Under current law, upon insolvency, Social Security benefits will be reduced across-the-board by 22%.

“Saving Social Security from a 22% across-the-board benefit cut, which is massive, isn’t just an imperative… it’s actually an opportunity,” Marc Goldwein, senior vice president and senior policy director at the Committee for a Responsible Federal Budget said. “Social Security is more intertwined into the economy than almost any other government program. Smart changes to Social Security can actually enhance economic growth.”

CRFB said that a plan to restore solvency to the program over the next 75 years could require increasing payroll taxes by 27%, reducing spending by 21%, or a combination of both. Potential solutions could include cuts to new beneficiaries, though Trustees warned that even eliminating benefits for new beneficiaries in 2034 would not be enough.

Rep. John Larson, D-Conn., chairman of the House Ways and Means Social Security Subcommittee has his own take, and will imminently be introducing a new bill, called Social Security 2100: A Sacred Trust, aimed at increasing — not cutting — benefits, which he believes could also extend the program’s solvency.

“The Trustees Report confirms that Social Security’s financing is strong in the near term yet underscores why it is so important that Congress take action now to prevent 22% in cuts across the board on all benefits in 2034,” Larson said. 

His bill would propose increased benefits for all Social Security beneficiaries, a cost-of-living adjustment to reflect inflation, and even restoring student benefits (up to age 22) for the dependent children of disabled, deceased, or retired workers. To pay for this, he suggests adjusting the payroll wage cap, reimposing the payroll tax after $400,000 in wages. 

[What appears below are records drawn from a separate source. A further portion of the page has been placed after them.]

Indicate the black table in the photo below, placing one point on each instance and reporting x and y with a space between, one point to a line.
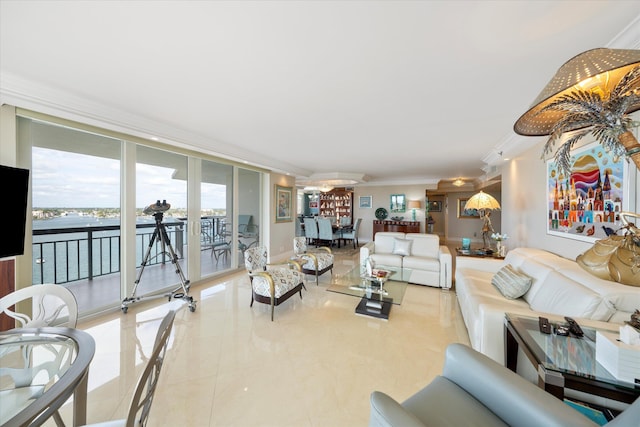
65 352
563 361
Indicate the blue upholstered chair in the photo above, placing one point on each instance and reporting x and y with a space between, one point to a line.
353 234
325 231
317 261
311 230
271 284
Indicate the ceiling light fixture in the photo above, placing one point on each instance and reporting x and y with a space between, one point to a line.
597 70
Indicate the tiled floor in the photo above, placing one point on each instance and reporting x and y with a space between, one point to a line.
229 365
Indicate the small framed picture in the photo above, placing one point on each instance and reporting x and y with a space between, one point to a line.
283 203
366 202
435 206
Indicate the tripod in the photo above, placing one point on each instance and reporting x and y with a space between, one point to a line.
160 233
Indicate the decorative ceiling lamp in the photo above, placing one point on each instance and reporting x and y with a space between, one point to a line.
593 92
483 203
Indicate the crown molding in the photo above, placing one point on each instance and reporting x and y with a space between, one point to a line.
29 95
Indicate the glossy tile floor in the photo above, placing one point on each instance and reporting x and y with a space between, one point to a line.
230 365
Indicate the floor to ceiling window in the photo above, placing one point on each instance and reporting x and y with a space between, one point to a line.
76 211
216 200
161 211
82 237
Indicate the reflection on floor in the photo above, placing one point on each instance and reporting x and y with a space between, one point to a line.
229 365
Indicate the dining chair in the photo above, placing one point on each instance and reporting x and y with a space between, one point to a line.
271 284
52 305
311 230
316 261
138 413
353 234
325 231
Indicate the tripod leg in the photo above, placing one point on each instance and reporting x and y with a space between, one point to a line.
145 261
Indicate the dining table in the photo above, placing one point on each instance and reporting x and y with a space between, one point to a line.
40 368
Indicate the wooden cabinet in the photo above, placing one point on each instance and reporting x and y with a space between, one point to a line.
398 226
336 203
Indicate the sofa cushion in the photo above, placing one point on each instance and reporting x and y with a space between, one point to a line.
424 245
385 240
402 247
511 283
561 295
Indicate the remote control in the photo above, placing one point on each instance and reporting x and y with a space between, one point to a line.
545 326
574 328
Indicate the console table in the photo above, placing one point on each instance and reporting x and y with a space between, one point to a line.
398 226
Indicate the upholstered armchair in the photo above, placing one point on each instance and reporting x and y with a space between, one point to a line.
317 261
271 284
475 390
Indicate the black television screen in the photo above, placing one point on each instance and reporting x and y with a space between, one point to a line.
14 210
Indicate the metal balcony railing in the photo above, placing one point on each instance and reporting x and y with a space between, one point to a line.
62 255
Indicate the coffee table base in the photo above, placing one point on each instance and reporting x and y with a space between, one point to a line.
380 313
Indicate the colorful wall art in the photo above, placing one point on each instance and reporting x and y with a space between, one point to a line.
586 204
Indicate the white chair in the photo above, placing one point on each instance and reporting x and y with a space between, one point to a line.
53 305
271 284
143 396
317 261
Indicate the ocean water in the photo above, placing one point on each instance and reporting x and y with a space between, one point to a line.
65 257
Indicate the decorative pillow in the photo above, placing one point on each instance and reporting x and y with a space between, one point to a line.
511 283
402 247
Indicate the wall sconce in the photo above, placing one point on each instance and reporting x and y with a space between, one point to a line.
413 205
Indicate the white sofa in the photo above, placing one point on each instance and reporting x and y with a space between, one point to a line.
427 262
560 287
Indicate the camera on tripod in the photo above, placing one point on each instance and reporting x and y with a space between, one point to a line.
157 207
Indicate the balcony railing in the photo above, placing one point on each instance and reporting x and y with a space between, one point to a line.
62 255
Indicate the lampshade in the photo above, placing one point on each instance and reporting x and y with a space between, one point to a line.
482 201
597 69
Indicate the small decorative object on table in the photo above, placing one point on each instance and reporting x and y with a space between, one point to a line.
500 248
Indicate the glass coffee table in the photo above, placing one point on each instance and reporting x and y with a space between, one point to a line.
563 361
377 293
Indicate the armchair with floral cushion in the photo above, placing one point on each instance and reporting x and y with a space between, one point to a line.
315 261
272 284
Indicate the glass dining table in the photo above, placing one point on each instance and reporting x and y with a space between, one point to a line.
40 368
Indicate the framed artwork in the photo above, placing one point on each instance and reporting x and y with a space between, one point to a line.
284 197
398 203
588 201
466 213
366 202
435 206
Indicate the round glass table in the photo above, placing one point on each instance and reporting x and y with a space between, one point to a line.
40 368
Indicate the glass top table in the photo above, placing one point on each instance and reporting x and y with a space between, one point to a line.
563 361
40 368
360 285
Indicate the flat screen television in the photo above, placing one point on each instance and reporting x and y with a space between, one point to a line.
13 210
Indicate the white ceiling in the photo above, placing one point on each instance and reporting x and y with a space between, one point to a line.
399 91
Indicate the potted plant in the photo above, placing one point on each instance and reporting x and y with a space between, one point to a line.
602 114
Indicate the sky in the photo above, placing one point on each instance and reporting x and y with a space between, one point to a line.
70 180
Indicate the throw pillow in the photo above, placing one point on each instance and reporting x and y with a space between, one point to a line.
511 283
402 247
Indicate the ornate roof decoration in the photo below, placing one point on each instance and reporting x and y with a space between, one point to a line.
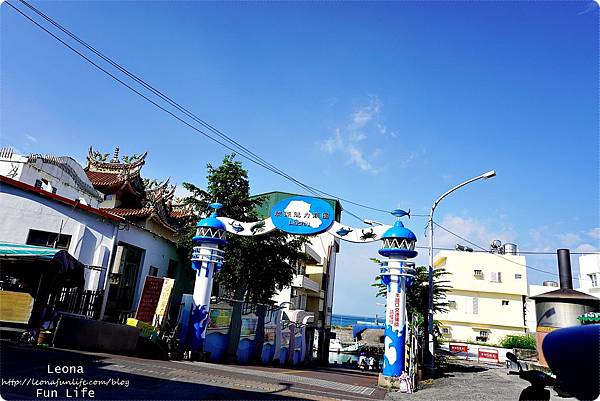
158 191
126 165
71 168
121 175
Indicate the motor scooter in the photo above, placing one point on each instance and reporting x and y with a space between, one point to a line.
538 381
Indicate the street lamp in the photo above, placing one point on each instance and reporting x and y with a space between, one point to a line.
428 338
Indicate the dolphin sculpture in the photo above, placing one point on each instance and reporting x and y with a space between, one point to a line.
400 213
344 231
236 226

“It has been 50 years since Congress has done anything to improve benefits,” Larson lamented in a statement on the Trustees report. “Social Security is a lifeline for many beneficiaries and a program Americans pay into their entire working lives. The COVID-19 pandemic has underscored just how important this program is to our country, never missing a payment even during economic downturns. We must work to expand benefits now and strengthen the program for today’s seniors and generations to come.”